I think on the planning side, meeting and event planners need to be more concise with their RFPs and stay involved in the sourcing process. Narrow your focus to what could work for your group instead of sending out a scattershot call for bids. 
If planners do outsource their site selection process, they need to ask their vendor how the RFP process is conducted.  Some large independent third party franchises teach their people to send massive amounts of RFPs out rather than targeting their requests with the philosophy that more options will increase the chance of securing lower rates. I think that all it does is perpetuate the lead spam problem and shows a disregard for what makes a group unique. That's why I (and many independent planners) draw a big distinction between these big-box third parties and boutique planning firms. 
Hoteliers often carp about how bad and incomplete the RFPs they get from planners are. But I hear the same thing from planners: that what they receive from the hotels aren't filled out or filled out wrong.
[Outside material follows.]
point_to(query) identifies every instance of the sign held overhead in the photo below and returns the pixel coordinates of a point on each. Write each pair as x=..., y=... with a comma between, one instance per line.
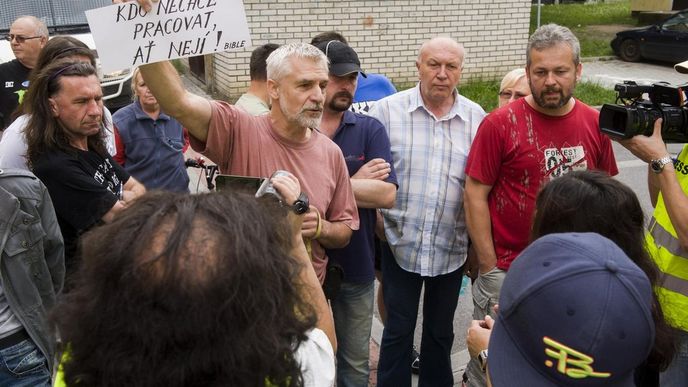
x=127, y=36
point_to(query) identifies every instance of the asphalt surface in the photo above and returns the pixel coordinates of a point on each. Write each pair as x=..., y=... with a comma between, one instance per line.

The CIC tried years ago to standardize RFPs with APEX software to streamline the process, but the only really attractive user-friendly version I've seen is what Zentila launched this year.  
That's key: You've got to make things simple, easy and fun to use, otherwise the people planning meetings are going to continue to abandon this part of the process. When they do, it falls to the third parties and independents who are just trying to get business and make a commission, which creates the vicious lead-spam cycle.

We thank Kristi for bringing us these insightful comments.